Da ich mir Spannenderes vorstellen konnte, Unterricht zu verfolgen, den ich nicht verstehe und Janina morgens noch keinen Unterricht gab, wollte ich am Mittwochmorgen erst mal in dem Haus bleiben, um dann später zu Janina dazuzustoßen. Zu „Hause“ wollte ich dann meinen Blog weiterschreiben, da ich auch damals schon und vermutlich eh für immerdar, in der Zeit hinterhing. Es kam jedoch anders. Als ich mit Janina beim Frühstück saß, präparierte die Mutter gerade Essen für den Kindergarten und fragte mich, ob ich denn Lust habe sie zu begleiten. Natürlich hatte ich Lust, da ich eigentlich immer schon ganz gut mit Kindern umgehen konnte. Ihr könnt euch nicht vorstellen, wie niedlich mexikanische Kinder sind. Ich war zwar noch nie in einem deutschen Kindergarten, mal abgesehen von meiner eigenen Kindergartenzeit, aber ich bin mir relativ sicher, dass die Niedlichkeit der mexikanischen Kinder kaum zu toppen ist. Alle schauten mich verstohlen mit großen Augen an, aber nachdem man mich während des Essen stetig beschauen konnte, war die Angst verflogen und ich wurde zum Beispiel gebraucht/verbraucht/missbraucht. Es ist wunderbar, mit wie wenig man so manches Kind zufrieden stellen kann. „Wirf den Ball so hoch du kannst in die Luft“ „Oh ja… Meinen auch!“ Und Ausdauer haben die Viecher. Es ist nicht auszuhalten. ^^ Nach erfolgreichem und ausgiebigen Ballspiel kehrte ich zurück in das Haus, um ein wenig zu bloggen. Doch auch dafür blieb mir nicht lange Zeit, da mich Janina auf dem Telefon anrief, damit ich ihr meine Boxen bringe. „Das Leben ist schön“ ist kein Film, den man ohne Ton schauen sollte. Und da ich wenigen Frauen (und erst recht nicht ihr 😉 ) einen Wunsch abschlagen kann, eilte ich natürlich „stante pede“ zu ihrer Wunscherfüllung. Dann setzte ich mich zu der schauenden Klasse in den Raum, um Ablenkung zu verhindern, direkt hinter eine Säule, und setzte meinen Blog fort. Es ist eigenartig beim Schreiben eins Blog übers Blog schreiben zu schreiben, weil man eigentlich wenn man im Präsens schreiben würde, nicht sagen müsste, dass man einen Blog schreibt und wo usw…. Grummel… Sei verflucht, Zeitverschiebung! (Ich meine eine andere als die gewohnte… Die kommt später auch noch)

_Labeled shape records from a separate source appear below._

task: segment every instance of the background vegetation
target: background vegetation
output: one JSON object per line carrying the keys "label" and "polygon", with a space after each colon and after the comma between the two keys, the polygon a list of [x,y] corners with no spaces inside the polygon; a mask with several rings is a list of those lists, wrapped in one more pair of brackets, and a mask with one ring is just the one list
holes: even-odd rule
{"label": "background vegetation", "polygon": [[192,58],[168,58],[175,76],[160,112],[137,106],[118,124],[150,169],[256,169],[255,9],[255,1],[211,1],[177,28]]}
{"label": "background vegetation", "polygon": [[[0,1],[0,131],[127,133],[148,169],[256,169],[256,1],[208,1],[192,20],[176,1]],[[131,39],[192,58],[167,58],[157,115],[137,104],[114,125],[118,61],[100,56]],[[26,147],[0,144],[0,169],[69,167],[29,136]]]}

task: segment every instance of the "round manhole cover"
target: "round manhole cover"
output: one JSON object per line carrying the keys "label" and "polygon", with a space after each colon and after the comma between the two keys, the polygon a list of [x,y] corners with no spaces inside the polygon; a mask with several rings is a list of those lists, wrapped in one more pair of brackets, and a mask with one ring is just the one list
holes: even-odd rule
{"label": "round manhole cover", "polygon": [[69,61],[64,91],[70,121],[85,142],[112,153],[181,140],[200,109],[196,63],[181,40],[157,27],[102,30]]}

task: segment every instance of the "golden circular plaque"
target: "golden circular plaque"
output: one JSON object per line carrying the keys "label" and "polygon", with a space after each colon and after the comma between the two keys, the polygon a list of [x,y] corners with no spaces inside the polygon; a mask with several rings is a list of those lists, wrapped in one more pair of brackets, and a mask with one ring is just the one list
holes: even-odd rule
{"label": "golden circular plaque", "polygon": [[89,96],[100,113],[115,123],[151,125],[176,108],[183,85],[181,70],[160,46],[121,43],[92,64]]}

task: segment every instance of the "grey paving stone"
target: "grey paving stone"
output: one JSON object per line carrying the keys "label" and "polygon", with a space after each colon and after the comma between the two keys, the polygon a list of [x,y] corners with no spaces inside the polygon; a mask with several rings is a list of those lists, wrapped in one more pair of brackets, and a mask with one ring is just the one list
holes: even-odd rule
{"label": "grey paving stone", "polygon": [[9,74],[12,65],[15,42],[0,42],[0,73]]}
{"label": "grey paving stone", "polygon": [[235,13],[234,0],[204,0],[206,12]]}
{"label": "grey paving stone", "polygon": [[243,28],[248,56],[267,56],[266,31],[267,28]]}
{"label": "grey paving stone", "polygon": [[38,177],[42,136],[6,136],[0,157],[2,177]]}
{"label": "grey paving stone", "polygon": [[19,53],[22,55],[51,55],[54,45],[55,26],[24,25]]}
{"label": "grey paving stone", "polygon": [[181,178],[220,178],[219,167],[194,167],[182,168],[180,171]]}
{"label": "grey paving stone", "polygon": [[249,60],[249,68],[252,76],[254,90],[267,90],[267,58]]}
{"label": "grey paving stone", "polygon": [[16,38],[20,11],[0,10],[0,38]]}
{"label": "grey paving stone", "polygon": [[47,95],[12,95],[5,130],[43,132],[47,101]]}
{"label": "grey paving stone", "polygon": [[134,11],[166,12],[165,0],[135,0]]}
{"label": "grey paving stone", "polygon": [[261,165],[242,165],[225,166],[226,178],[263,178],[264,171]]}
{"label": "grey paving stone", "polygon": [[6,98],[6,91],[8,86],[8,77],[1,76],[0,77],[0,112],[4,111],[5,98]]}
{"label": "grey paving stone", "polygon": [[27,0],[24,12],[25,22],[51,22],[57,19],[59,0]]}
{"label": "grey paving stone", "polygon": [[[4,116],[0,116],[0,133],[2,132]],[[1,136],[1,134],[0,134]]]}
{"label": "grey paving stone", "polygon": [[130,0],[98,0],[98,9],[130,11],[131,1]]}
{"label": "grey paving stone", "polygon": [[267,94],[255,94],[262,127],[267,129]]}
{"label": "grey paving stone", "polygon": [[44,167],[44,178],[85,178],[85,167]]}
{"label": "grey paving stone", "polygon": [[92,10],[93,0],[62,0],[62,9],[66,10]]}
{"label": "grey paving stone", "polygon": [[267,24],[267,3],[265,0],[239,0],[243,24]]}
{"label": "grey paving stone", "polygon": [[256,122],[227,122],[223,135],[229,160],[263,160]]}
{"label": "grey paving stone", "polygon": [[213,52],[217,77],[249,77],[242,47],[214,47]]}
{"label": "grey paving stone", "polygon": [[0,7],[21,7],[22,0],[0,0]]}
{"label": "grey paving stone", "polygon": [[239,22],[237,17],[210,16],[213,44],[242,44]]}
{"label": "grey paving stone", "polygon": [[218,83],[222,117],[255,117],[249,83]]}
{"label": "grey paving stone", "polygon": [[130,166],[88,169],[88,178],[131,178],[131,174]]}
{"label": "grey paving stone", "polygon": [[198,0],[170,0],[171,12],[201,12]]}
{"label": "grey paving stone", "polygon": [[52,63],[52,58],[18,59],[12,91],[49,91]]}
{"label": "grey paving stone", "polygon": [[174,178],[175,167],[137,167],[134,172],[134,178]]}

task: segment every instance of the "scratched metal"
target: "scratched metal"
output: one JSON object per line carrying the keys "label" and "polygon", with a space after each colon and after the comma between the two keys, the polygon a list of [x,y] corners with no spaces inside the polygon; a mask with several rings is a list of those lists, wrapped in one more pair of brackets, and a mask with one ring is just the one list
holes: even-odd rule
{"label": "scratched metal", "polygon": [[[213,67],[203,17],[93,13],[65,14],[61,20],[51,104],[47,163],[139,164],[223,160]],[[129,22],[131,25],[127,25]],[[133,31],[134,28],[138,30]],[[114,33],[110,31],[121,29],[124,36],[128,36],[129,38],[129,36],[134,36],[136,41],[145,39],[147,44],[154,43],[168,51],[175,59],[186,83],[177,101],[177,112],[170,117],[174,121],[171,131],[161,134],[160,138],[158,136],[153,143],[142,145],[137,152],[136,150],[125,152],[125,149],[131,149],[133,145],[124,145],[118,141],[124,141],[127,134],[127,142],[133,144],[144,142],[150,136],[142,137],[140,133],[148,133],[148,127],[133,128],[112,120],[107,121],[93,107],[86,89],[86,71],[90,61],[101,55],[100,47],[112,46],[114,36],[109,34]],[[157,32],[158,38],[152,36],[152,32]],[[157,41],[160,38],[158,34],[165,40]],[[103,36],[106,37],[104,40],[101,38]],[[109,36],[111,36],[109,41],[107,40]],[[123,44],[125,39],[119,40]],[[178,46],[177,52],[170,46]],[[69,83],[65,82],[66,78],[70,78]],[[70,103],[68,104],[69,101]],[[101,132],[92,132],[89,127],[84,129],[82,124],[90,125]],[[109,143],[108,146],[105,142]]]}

Nach dem Blog verfolgte ich die Nachsitzstunden der vier schlechtesten Schüler des ersten Semesters von Janina. Es fiel auf, dass die Schlechtesten von ihr genauso gut sind wie meine Besten. Das ist sehr deprimierend und ermutigt mich umso mehr mein Dorf nach den vorgesehenen 6 Monaten zu wechseln. Janina ist nämlich inzwischen recht sicher, dass sie bleiben will, wo sie ist. Bei ihren Bedingungen kann ich das verstehen. Strand, interessierte Schüler, einen treibenden Direktor und sie mit in Aktivitäten einspannende Schüler. Nachteil ist, dass sie keine Zeit für sich hat. Auch nicht, weil sie sich jetzt noch zwei Gruppen von Grundschülern gesucht hat. An diesem Tag war die erste Stunde. Sie war im Anschluss recht verzweifelt, weil man schwer 20 Schüler, die sich angemeldet haben und 20, die einfach so kommen, nach Alter sortieren kann, um sie dann in 2 Gruppen nacheinander zu unterrichten. Wenn man sie versucht sie alle zusammen zu unterrichten wird man bemerken, dass es nahezu unmöglich ist sie alle gleichzeitig bei Laune zu halten. Erst recht nicht alleine. Aber ich hatte ihr ja angeboten, dass ich bleibe. Doch ihre Aufregung war nach ihrer Aussage zu groß, um sich auch noch vor mir beweisen zu können. Dabei hätte ich ihr so gerne unter die Arme gegriffen.
Doch für eine Ablenkung war gesorgt. Wegen der über die Sekretärin vermittelten Schwierigkeiten der Nahrungsfürsorge kamen wir auf die Idee, selbst für das Essen zu sorgen, indem wir nochmals Chiquiliquis fangen würden. Dabei begleiteten uns 3 Schüler von Janina, der Arzt des Dorfes, ein junger, dynamischer Mann, der Freundlichkeit ausstrahlend durch die Welt wandelt; und ein weiterer Dorfjunge. So waren wir genug Hände, um ca 100 Chiquiliquis auszubuddeln. Denn internen Wettbewerb zwischen mir und Janina gewann ich 20:8. Dafür gab sie eine großartige Chiquiauffangstation ab, in dem sie vor uns, der Gruppe an buddelnden Männern stand und alle gefundenen Chiquis, die wir um weiterbuddeln zu können, warfen, mit dem Rucksack geschickt auffing. Das Essen im Anschluß war entsprechend reichhaltig, da alle Chiquis von uns mitgenommen werden durften. Es reicht für 5 Personen und die Hälfte wurde eingefroren. Sehr zufriedenstellende Ausbeute.
Die letzte Woche hatte ich mich sehr auf dieses Wochenende gefreut, da es geplant war nach Colola ein anderes Küstendorf zu ihrem Jubiläum zu fahren. Da es jedoch weitere Drohungen von den Drogenkartellen für Angriffe auf Großveranstaltungen gab, wurde es kurzfristig abgesagt. Obwohl…Kurzfristig? 5 Tage vorher… Was wirklich kurzfristig war, war die Wiederbelebung des Events am Mittwochabend, bei dem uns mitgeteilt wurde, dass nun doch das Fußballteam der Männer und das Frauenvolleyballteam nach Colola führe und wir sie begleiten dürfen. Das war eine Freude sage ich euch.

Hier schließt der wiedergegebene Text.